Eurozone unemployment lowest since global financial crisis but clouds loom ahead

Not all is rosy as trade disputes and no-deal Brexit await on the eurozone horizon

Household incomes are on the up and unemployment across the Eurozone is at its lowest since 2008, according to latest figures.

The eurozone economy expanded in the first quarter of 2019 by 0.4%, compared to 0.2% in the second half of 2018.

But while the latest data paints a positive picture of growth, warning signals for the eurozone lay ahead.

Germany and Italy, the industrial hubs of the eurozone, will continue to suffer from the global manufacturing slowdown.

Germany in particular could be hit by an escalation of trade disputes, which could mean higher tariffs on EU cars, and a hard Brexit.

The eurozone economy's high integration in global value chains makes it vulnerable to the slowdown in global trade, said S&P Global.

Meanwhile, the weaker global economic backdrop is already weighing on eurozone inflation via import prices and inflation expectations dropped in June.

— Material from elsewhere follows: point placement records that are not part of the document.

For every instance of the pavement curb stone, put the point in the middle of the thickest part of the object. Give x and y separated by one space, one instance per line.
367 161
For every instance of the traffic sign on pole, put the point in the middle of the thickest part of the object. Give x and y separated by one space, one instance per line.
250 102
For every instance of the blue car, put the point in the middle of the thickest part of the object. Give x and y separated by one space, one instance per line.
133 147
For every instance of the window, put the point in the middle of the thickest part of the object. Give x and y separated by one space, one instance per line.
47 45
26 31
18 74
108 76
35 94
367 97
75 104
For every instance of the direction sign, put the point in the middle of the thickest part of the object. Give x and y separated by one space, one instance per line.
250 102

“Against this backdrop, we think the ECB has little choice but to loosen monetary policy further this year,” said S&P Global Ratings economist Marion Amiot.

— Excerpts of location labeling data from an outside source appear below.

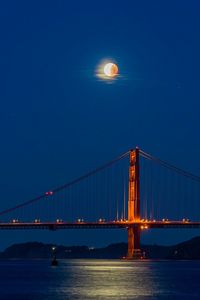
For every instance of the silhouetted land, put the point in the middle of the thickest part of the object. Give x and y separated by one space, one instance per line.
186 250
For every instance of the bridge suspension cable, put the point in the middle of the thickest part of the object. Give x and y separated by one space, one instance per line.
67 185
170 166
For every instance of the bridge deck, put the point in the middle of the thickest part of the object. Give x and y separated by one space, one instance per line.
99 225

“We expect it to adjust its forward guidance, reopening the door to a rate cut, by mid-2019. A downward bias would allow the ECB to cut rates as soon as September 2019, if the euro strengthens on looser policy by the US Federal Reserve System and market-based inflation expectations do not increase markedly from their current lows.”

S&P Global said it does not expect the European Central Bank to be able to raise rates again until at least the second quarter of 2021.

It warned that the chances of a disruptive no-deal Brexit is increasingly becoming “high and worsening”.